Don't obscure the issues with gaudy rhetoric. In the Anglican world that means the infamous "Anglican fudge," and I've called that out more than once. The Anglicans have tried to paper over their differences with it, and it hasn't worked. In the Pentecostal world we see a similar thing where people adopt a "spiritual" form of rhetoric, which obscures the substance (or lack of it) of what they are really saying and what they really believe. In addition to opening oneself up to the charge of being duplicitous, this kind of thing only delays getting to the bottom of the issue, it doesn't avoid it.

Don't let academia rule the waves. I grazed over this issue from a Roman Catholic perspective in my review of Christ Among Us. Their idea was that seminary academics would work to redefine the doctrines of the church. Needless to say, that got a smackdown under Pope John Paul II, much to the relief of the #straightouttairondale crowd. I've seen the same idea unspoken (usually, sometimes verbalised) by many Pentecostal seminary academics, and some of these are in turn in the SPS. But that's not the job of the academy, and that comes from a PhD holding academic. The primary job of the academy is to train our future ministers to be effective preachers and stewards of the Gospel. Irrespective of the serious authority issues in Pentecostal churches, there is no Biblical sanction for moving that to the academy.

Don't let academia waive the rules, either. One lesson from the Episcopal Church's experience that bears repeating is that their drift from orthodox Christianity began in their seminaries with the introduction of "higher criticism" and other new ideas that undermined the faith of the church. By the time of the critical moment in the 1960's, the church folded when confronted with the likes of James Pike. That process is much slower in Pentecostal churches because, overall, the educational level of our ministers is lower than that in Anglicanism (as is the case with the laity, that's the preferential option of the poor in action.) But it's something that need not be ignored.

Don't be an institutionalist. This cuts both ways. One of the perennial frustrations I have with the ACNA is its fixation on being in communion with Canterbury. The recent Church of England synod should put paid to that obsession, but I wouldn't count on it. They have the chance to both make a gain for orthodoxy and to break a racist-colonialist structure by making GAFCON the "real Anglican Communion," but they can't bring themselves to do it. OTOH, it is silly (and dangerous in the current circumstance) for people to insist that the institutions they work for accept their idea just because they have it and it looks trendy. As I noted in this piece, it's their institution, not yours; deal with it.

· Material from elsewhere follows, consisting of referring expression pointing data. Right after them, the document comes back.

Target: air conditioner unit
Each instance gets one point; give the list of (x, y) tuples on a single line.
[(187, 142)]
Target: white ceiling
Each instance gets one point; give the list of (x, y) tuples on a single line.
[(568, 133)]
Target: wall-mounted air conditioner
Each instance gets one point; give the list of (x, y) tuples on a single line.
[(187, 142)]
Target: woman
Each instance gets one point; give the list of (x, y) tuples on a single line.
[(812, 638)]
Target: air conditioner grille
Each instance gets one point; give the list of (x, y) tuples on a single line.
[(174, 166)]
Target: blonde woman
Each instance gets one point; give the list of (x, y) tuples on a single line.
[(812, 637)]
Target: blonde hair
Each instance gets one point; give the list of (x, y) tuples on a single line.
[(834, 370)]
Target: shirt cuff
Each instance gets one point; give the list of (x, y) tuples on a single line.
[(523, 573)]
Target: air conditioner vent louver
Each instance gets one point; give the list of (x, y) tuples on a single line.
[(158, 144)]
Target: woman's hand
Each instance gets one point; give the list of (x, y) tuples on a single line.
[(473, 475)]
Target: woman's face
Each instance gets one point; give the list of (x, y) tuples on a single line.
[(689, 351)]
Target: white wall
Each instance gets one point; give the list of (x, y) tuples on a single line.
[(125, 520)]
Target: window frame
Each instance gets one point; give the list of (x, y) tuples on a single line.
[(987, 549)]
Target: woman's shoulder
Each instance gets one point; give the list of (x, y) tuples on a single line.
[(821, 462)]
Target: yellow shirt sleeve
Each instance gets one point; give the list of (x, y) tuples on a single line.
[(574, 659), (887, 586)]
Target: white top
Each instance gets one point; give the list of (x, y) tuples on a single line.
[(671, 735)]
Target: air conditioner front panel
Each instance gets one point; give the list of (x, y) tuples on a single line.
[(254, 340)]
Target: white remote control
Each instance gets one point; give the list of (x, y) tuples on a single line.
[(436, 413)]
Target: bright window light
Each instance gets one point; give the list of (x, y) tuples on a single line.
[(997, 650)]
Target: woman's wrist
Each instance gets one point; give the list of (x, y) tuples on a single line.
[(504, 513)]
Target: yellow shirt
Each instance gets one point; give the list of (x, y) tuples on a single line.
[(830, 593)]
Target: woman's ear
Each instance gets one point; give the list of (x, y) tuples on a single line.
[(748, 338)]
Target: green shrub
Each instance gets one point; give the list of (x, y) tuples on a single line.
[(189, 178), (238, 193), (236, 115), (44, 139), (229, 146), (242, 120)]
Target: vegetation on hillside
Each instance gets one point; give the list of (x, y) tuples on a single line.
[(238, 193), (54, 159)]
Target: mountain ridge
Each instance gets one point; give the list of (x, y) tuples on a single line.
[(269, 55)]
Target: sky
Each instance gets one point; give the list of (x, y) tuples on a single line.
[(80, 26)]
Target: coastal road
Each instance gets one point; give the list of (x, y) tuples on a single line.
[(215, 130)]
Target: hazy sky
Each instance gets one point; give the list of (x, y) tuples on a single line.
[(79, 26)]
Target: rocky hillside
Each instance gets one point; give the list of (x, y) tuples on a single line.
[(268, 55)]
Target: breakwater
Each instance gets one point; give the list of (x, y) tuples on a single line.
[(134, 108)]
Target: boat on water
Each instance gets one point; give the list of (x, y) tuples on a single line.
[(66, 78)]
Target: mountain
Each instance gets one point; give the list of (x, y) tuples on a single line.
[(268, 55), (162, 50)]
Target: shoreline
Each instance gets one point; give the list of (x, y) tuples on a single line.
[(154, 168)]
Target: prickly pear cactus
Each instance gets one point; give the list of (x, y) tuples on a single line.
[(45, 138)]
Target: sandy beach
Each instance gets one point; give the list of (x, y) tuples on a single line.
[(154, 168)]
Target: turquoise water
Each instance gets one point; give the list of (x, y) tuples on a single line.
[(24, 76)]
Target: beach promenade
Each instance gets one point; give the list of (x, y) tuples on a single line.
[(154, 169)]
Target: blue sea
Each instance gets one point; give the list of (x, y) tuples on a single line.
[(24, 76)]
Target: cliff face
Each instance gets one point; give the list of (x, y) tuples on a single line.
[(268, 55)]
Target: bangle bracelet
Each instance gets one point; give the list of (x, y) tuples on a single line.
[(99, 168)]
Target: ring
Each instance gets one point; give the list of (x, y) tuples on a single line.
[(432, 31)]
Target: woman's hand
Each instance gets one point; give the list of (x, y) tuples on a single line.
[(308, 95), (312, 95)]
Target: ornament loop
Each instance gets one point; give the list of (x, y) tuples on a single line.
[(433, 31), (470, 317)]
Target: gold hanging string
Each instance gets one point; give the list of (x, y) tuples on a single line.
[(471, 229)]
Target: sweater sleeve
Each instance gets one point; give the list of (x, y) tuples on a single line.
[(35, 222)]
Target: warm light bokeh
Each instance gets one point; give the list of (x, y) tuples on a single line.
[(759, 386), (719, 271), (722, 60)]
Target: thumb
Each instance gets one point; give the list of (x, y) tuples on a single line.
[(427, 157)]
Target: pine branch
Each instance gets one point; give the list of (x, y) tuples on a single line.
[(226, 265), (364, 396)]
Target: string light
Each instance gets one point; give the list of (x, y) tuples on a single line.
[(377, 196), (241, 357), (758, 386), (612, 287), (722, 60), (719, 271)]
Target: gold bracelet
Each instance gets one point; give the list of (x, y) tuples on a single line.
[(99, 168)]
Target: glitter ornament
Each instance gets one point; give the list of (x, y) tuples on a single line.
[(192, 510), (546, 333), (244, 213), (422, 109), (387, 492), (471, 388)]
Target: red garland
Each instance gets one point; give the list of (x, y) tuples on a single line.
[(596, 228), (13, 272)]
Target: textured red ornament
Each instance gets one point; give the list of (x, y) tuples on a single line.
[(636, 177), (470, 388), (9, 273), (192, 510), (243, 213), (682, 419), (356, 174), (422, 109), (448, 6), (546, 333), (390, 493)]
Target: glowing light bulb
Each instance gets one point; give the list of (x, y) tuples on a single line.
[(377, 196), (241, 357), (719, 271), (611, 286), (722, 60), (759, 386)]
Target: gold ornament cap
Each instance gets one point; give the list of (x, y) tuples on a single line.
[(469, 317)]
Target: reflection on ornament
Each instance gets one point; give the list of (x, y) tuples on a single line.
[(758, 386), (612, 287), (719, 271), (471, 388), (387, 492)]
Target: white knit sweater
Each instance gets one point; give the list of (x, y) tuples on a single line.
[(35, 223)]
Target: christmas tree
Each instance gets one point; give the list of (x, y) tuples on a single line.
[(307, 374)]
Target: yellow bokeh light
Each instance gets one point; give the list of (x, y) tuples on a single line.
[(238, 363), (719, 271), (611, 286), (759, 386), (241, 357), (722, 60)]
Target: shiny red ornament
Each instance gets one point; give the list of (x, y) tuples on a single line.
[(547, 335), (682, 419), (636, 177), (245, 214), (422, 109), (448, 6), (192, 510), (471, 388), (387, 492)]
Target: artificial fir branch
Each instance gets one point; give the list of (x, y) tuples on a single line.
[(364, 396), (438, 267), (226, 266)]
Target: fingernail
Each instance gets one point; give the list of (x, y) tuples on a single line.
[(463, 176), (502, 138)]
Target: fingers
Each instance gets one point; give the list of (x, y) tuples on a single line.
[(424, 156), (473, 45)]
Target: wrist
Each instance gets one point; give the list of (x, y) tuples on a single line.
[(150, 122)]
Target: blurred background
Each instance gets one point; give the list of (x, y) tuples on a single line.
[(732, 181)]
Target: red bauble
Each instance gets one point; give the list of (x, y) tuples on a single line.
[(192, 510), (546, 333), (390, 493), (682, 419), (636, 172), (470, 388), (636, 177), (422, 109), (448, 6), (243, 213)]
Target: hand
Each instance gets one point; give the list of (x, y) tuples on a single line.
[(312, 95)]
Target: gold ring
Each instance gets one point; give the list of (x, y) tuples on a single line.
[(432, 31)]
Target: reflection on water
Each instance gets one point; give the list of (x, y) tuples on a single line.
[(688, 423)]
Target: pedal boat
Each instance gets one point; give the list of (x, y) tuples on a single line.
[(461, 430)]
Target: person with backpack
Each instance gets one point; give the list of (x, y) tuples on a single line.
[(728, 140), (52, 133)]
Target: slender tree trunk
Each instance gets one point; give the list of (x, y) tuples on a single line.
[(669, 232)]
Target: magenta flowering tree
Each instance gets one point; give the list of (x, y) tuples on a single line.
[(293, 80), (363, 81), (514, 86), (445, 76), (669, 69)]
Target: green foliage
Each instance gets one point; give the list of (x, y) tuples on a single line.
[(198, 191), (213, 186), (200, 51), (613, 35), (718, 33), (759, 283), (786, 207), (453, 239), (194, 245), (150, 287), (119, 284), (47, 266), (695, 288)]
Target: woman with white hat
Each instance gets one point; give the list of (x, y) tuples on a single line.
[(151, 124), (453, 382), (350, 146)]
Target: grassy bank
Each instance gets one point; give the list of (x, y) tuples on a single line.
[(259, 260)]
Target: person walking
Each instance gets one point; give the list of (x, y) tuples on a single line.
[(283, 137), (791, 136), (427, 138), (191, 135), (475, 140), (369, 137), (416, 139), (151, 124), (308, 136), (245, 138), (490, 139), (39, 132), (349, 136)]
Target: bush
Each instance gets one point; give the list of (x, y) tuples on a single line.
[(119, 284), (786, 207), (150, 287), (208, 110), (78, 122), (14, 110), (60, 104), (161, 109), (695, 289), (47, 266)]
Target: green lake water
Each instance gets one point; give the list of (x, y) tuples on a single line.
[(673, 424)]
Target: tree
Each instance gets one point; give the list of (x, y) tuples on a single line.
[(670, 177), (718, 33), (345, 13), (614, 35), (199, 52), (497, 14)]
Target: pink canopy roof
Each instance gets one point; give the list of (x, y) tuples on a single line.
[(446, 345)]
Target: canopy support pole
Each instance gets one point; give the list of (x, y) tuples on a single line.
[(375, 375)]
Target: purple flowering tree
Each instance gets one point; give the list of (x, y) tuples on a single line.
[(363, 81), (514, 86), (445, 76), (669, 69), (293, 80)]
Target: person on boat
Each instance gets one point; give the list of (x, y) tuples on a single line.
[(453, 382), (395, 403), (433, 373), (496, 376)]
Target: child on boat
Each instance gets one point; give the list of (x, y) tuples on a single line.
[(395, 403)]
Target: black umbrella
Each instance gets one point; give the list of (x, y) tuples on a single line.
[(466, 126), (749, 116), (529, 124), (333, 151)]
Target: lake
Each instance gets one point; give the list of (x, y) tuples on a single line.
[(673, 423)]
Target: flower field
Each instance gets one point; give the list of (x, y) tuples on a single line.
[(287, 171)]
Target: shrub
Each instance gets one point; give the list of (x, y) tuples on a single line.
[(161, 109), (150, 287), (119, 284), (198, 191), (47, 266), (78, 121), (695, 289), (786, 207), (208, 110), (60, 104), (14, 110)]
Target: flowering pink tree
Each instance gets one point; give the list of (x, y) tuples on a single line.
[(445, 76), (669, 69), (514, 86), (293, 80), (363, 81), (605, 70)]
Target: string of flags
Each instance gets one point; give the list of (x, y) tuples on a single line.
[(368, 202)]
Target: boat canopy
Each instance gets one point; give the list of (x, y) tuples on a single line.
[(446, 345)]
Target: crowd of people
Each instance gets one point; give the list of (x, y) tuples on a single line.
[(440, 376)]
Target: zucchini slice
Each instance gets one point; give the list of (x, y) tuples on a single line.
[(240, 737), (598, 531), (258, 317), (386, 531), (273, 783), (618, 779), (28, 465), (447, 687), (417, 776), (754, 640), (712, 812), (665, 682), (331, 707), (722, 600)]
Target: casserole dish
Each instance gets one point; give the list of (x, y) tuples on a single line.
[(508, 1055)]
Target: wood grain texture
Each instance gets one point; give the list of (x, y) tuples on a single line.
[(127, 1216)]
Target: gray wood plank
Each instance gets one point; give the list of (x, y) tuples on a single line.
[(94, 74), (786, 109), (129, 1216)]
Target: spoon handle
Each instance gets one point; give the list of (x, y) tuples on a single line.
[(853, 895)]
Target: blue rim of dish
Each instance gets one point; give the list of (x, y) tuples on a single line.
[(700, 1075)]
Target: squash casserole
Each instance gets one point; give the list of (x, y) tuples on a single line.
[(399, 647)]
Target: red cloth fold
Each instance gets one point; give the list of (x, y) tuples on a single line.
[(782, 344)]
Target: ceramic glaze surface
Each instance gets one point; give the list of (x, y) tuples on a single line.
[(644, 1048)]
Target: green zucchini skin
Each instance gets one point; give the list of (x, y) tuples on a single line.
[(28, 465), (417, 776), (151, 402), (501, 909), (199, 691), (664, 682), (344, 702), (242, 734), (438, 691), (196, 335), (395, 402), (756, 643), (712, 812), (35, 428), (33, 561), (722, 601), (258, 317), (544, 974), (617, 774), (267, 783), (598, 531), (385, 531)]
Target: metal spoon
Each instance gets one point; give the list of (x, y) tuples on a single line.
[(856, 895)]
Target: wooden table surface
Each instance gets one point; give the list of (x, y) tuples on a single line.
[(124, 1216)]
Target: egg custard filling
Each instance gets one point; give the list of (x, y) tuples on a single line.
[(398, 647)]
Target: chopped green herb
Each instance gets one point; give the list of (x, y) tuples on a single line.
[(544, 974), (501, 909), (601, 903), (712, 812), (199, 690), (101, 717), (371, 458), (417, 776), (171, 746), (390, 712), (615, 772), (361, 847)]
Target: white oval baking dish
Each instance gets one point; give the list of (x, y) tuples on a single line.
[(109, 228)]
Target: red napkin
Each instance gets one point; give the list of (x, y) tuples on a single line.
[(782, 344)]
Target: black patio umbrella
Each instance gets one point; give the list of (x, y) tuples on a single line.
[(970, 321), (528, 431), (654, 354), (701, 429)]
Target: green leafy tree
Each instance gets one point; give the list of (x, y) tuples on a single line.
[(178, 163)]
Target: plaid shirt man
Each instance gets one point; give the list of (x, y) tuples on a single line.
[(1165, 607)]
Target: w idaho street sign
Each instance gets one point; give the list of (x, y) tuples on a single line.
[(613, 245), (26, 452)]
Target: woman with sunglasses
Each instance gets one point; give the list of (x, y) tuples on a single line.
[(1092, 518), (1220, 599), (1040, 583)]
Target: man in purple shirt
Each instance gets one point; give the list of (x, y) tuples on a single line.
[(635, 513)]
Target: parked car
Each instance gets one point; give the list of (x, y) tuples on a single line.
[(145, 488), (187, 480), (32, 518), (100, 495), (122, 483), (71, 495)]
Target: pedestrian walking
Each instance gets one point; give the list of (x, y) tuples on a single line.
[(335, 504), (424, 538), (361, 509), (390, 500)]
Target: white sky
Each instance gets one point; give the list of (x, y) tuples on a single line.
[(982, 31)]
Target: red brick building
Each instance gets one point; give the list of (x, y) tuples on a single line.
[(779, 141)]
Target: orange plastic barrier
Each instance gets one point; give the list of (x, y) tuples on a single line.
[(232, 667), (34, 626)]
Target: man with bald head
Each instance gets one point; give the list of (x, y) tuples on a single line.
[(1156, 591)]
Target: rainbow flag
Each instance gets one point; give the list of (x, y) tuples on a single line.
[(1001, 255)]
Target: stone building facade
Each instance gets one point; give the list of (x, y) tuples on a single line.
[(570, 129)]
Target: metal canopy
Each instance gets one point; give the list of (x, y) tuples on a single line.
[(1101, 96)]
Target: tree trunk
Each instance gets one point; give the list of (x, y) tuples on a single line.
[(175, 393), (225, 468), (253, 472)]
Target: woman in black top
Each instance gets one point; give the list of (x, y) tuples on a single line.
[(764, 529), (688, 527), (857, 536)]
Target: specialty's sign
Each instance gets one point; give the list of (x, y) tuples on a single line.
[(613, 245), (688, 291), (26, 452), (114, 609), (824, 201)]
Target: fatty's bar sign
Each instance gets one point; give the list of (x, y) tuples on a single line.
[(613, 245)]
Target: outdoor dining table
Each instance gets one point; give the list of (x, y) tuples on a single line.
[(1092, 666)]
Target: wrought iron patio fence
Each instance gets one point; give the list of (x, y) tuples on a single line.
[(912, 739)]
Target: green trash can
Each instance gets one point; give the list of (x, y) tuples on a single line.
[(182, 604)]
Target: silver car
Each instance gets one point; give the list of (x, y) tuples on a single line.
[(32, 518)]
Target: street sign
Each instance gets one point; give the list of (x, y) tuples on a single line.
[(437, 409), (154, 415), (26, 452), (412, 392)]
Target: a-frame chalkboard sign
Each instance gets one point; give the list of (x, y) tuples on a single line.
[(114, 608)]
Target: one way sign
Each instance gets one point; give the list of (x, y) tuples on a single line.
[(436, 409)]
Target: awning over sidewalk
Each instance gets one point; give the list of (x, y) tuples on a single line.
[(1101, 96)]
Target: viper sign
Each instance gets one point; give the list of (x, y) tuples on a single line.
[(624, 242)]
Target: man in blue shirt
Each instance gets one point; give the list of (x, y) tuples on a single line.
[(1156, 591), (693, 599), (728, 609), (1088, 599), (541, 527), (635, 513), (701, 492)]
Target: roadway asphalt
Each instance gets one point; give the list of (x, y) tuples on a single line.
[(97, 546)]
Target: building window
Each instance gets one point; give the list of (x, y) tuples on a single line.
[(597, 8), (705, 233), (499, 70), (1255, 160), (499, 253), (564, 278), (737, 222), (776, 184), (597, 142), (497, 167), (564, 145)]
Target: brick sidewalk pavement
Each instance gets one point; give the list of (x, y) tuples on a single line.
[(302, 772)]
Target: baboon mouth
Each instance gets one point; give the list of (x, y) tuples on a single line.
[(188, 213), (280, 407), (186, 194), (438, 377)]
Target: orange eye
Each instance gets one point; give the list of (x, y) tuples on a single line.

I hate to see this issue come to haunt Pentecostal churches, but I guess in my gut I felt it would sooner or later. As I said before:

Before he went to trial, suffering, crucifixion and death, Our Lord exhorted his disciples in this way: "I have spoken to you in this way, so that in me you may find peace. In the world you will find trouble; yet, take courage! I have conquered the world." (John 16:33 TCNT) That has not changed. Neither should our response.